# General Business Category > Business Finance Forum >  Uncleared effects

## Peace

I noticed the thread on bank interest; 
I was advised by our service manager (Nedbank), of the form to be signed for uncleared effects. As we've had this account for over 22 years, I queried why should we be signing forms, when we've been with you for years. His reply, Nedbank had been fighting a case in court over uncleared effects. Nedbank lost 1M in that, this prompted them to get their paperwork in order.
As majority of our customers EFT, some do send cheques. 
Now with most business accounts not earning interest, current a/c's are left with bare min, balance transferred to interest earning a/c. 
My thoughts: e.g.
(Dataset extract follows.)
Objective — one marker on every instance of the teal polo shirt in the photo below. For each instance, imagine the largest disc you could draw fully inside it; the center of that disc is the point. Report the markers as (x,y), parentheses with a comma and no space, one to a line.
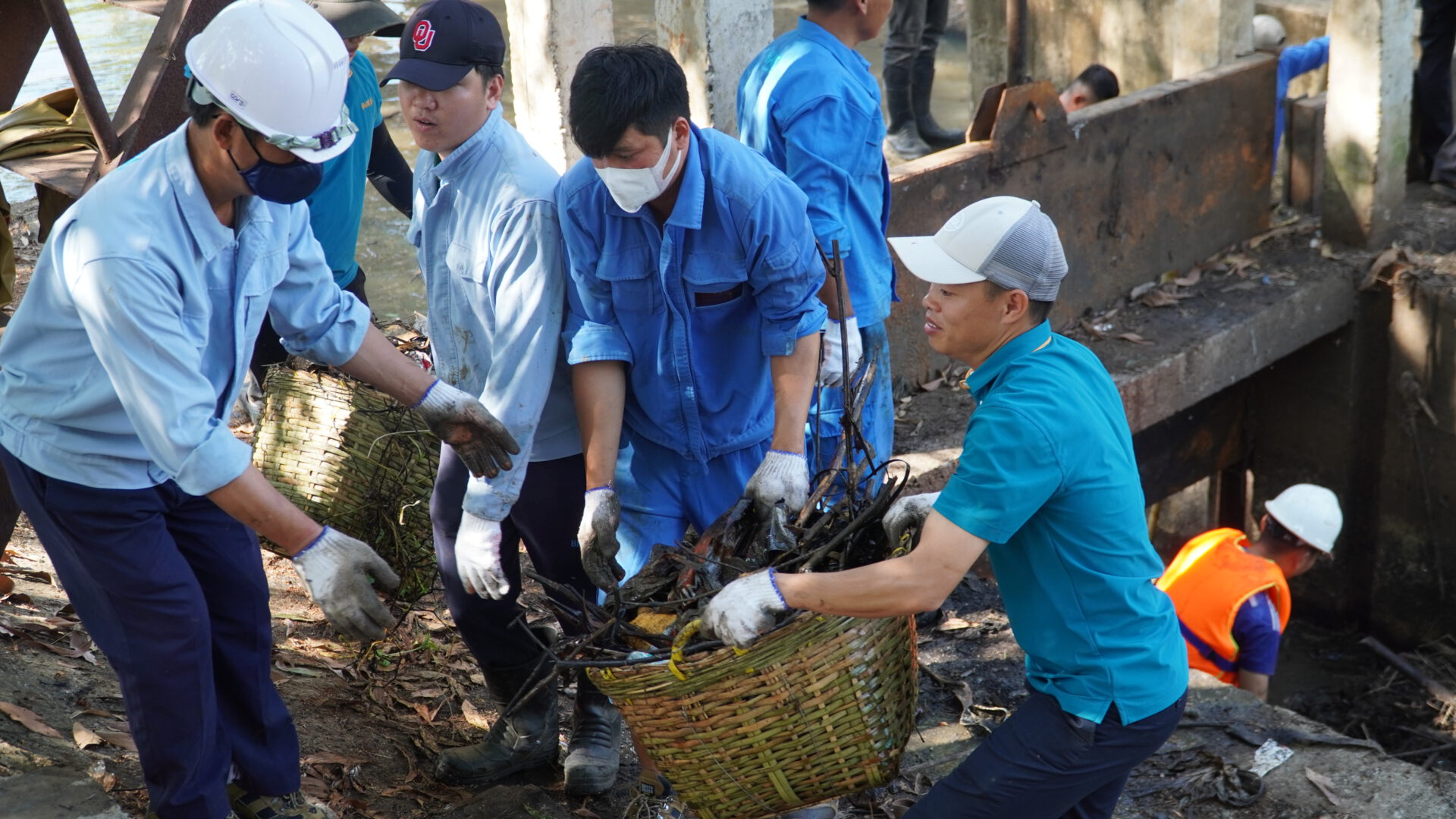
(337,206)
(1049,479)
OD 1M, balance 200,000.00, uncleared effects 199,000.00. Now maybe wages need to be paid R4000.00 - doesn't that imply one's using the OD. Therefore interest could be charged on OD? 
Nedbank say this uncleared effects will be sorted, but management have to make the final decision.
Am I losing the plot on this?

----------


## Dave A

Surely interest is calculated on the *shown* balance rather than the *cleared* balance?

----------


## Sieg

I am curious about this court case that Nedbank lost about "uncleared effects". That bank manager didn't possibly give you more details? Name and reference of case?

Sieg

----------


## Peace

Unfortunately, I wasn't told much more..
The case occurred in Jhburg, sounded like it was fairly recent (last few months). It was a case of the client sued nedbank for releasing uncleared effects. He stated, he never gave Nedbank permission to unclear effects.

----------


## Dave A

> It was a case of the client sued nedbank for releasing uncleared effects.


I'm wondering how a client would "suffer damages" as a result of this?
The whole issue of accessing "uncleared effects" only becomes a problem when the deposit bounces is returned unpaid...

A discussion about exactly what should constitute uncleared effects in this modern era could be interesting too. For local transactions you know within 48 hours maximum if the problem is insufficient funds. After that you start heading into the territory of disputed transactions and fraud, which is a slightly different problem and imho deserves to be seperated from uncleared effects as an issue.

----------


## Peace

I do remember in the 'good old days', when RD chqs would be returned almost immediately. Now, I've had a couple of chqs being returned almost 2 weeks later.
What about forex chqs; the bank loses the chq! Actually, over the years I've had local chqs been lost by banks. So, re-issue by the customer, if it's a 30 day a/c and discount is allowed, yip, you've guessed it... thanks to the banks efficiency.. (sorry this is sarcastic).. but I do find the banks are wholly business orientated, a lack of concern for their clients businesses.  OK now that I got that off my chest!
uncleared effects; I banked a chq from FNB (I closed a business call a/c) to ABSA, it was uncleared for 7 working days!!! a bank chq? Does this mean banks don't trust banks?

----------